One moment, Mary Oliver's poem about a white moth glimmering in May can deposit us into another head and heart space and her experience seems to become ours. The next, we labor to communicate a real-life episode of our own that was steeped in extreme beauty or torment. We clutch at and grasp for words, knowing their power.

Then we concede their limits.

English writer and philosopher Aldous Huxley (1894-1963) described language as a necessity for understanding what is happening, but advised that it can also be "absolutely fatal." He warned that it was no substitute for experience, describing people as "icebergs floating in a sea of immediate experience but projecting into the air of language."

When we see a rose, we immediately say, rose.
We do not say, I see a roundish mass of delicately shaded reds and pinks.
We immediately pass from the actual experience to the concept.

Those of us cheeky enough to assume we can share yoga with anyone else come face to face with this syndrome.
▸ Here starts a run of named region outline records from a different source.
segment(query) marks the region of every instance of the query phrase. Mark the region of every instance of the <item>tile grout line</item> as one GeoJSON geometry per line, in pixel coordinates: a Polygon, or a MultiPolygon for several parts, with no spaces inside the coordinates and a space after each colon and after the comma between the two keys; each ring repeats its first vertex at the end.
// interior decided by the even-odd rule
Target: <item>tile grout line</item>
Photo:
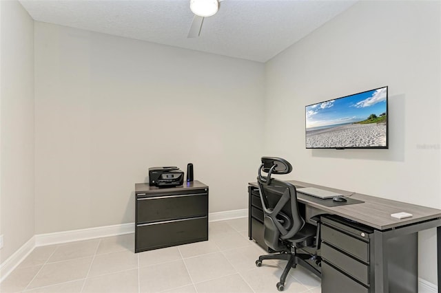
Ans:
{"type": "Polygon", "coordinates": [[[141,293],[141,267],[139,266],[139,253],[136,253],[136,259],[138,260],[138,293],[141,293]]]}
{"type": "MultiPolygon", "coordinates": [[[[46,265],[46,263],[48,263],[48,261],[49,261],[49,259],[50,259],[50,258],[52,257],[52,255],[54,255],[54,254],[55,253],[55,252],[57,251],[57,249],[59,249],[59,248],[60,247],[60,246],[57,245],[55,247],[55,249],[54,250],[54,251],[52,252],[52,253],[50,254],[50,255],[49,256],[49,257],[48,257],[48,259],[46,259],[46,261],[44,262],[44,263],[43,263],[43,265],[41,265],[41,268],[40,268],[40,270],[39,270],[38,272],[37,272],[37,274],[35,274],[35,275],[34,276],[34,277],[32,278],[32,280],[30,280],[30,281],[29,282],[29,283],[28,283],[28,285],[26,285],[26,287],[25,287],[25,290],[23,291],[25,291],[28,290],[28,287],[29,287],[29,285],[34,281],[34,280],[35,280],[35,278],[37,278],[37,276],[38,276],[38,274],[40,273],[40,272],[41,272],[41,270],[43,270],[43,268],[44,268],[44,266],[46,265]]],[[[34,248],[34,249],[32,250],[33,252],[34,251],[35,251],[35,248],[36,247],[34,248]]],[[[31,253],[32,253],[31,252],[31,253]]]]}
{"type": "Polygon", "coordinates": [[[194,290],[196,291],[196,292],[198,293],[198,290],[194,285],[194,281],[193,281],[193,278],[192,278],[190,272],[188,270],[188,268],[187,268],[187,263],[185,263],[185,259],[183,257],[182,252],[181,252],[181,249],[179,249],[178,246],[177,248],[178,248],[178,252],[179,252],[179,255],[181,255],[181,259],[182,260],[182,262],[184,263],[184,267],[185,267],[185,270],[187,270],[187,274],[188,274],[188,276],[190,278],[190,281],[192,281],[192,285],[193,285],[193,287],[194,288],[194,290]]]}
{"type": "Polygon", "coordinates": [[[96,246],[96,248],[95,249],[95,253],[94,253],[94,256],[92,258],[92,261],[90,262],[90,265],[89,265],[89,270],[88,270],[88,273],[85,274],[85,277],[84,278],[84,282],[83,283],[83,287],[81,287],[81,290],[80,292],[82,292],[84,290],[84,287],[85,286],[85,281],[89,276],[89,274],[90,273],[90,270],[92,270],[92,265],[94,264],[94,260],[95,259],[95,256],[96,255],[96,252],[98,252],[98,249],[99,248],[99,245],[101,243],[101,240],[103,238],[99,238],[99,241],[98,241],[98,245],[96,246]]]}

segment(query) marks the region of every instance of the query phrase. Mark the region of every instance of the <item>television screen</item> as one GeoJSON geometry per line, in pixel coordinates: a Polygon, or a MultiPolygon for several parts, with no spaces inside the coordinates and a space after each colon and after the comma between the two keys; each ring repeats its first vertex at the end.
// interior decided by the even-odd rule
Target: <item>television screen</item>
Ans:
{"type": "Polygon", "coordinates": [[[306,106],[307,149],[387,149],[387,87],[306,106]]]}

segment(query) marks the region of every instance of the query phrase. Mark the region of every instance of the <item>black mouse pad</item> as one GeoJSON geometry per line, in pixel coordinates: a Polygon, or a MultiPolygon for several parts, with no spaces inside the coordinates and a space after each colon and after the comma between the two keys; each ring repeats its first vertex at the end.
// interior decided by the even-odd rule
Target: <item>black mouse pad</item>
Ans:
{"type": "Polygon", "coordinates": [[[334,202],[331,198],[322,199],[312,195],[305,195],[305,193],[300,193],[299,192],[297,193],[297,197],[306,199],[309,202],[313,202],[325,206],[339,206],[365,202],[362,200],[354,199],[350,197],[345,197],[347,200],[346,202],[334,202]]]}

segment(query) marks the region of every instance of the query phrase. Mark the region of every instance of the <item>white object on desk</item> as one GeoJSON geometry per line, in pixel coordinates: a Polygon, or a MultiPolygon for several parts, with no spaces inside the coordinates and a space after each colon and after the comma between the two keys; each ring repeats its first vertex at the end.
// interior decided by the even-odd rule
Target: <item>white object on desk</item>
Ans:
{"type": "Polygon", "coordinates": [[[409,214],[409,213],[404,213],[404,212],[396,213],[395,214],[391,214],[391,217],[393,217],[394,218],[397,218],[397,219],[408,218],[409,217],[412,217],[413,215],[412,215],[412,214],[409,214]]]}

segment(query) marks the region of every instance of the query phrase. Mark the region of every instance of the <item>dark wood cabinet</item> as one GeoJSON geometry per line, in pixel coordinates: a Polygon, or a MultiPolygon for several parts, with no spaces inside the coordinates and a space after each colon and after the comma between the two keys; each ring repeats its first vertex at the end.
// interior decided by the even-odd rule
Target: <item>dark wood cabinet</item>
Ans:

It happens whenever we guide a sequence or meditation, or, heaven save us, get a question about "correct alignment" in a pose.

The longer that we're in Earth School, the more we comprehend how much we don't yet know how to explain — and the folly, sometimes, of trying. Sharing yoga isn't excepted.

I used to think I knew what correct yoga posture alignment was — or at least I believed it was knowable. The truth is that no one other than the person experiencing a shape or movement can best sense what is correct, skillful, and appropriate in any given moment. (Leslie Kaminoff: "Asanas don't have alignment, people have alignment.") We can point to some sensible guard rails that promise safety. But if we don't value individual experience, and fail to encourage sensing and feeling at least as much as we caution about torquing knees or tearing rotator cuffs? We've missed the point.

No one arrives at a yoga practice as a blank slate or as a carbon copy of an anatomy book illustration. We come with preferences, history, traumas, longings, and moods. Where do we fit into this practice today? How do we make it relevant to actual life and the cockeyed times we're in?

Whatever yoga lineage or tradition we might have committed to yesterday, we're free to ask whether it nourishes us today. Is it an inquiry about making life come true or are we stuck forever making shapes based on someone else's script? The longer I practice and share yoga, the more it's evident that if it isn't opening us from the inside out, we miss the treasure. Yoga is life unfolding, live.

Without an ongoing commitment to what's true in our experience each moment, we can be like rockets programmed with a faulty trajectory, skipping off the atmosphere on the way home.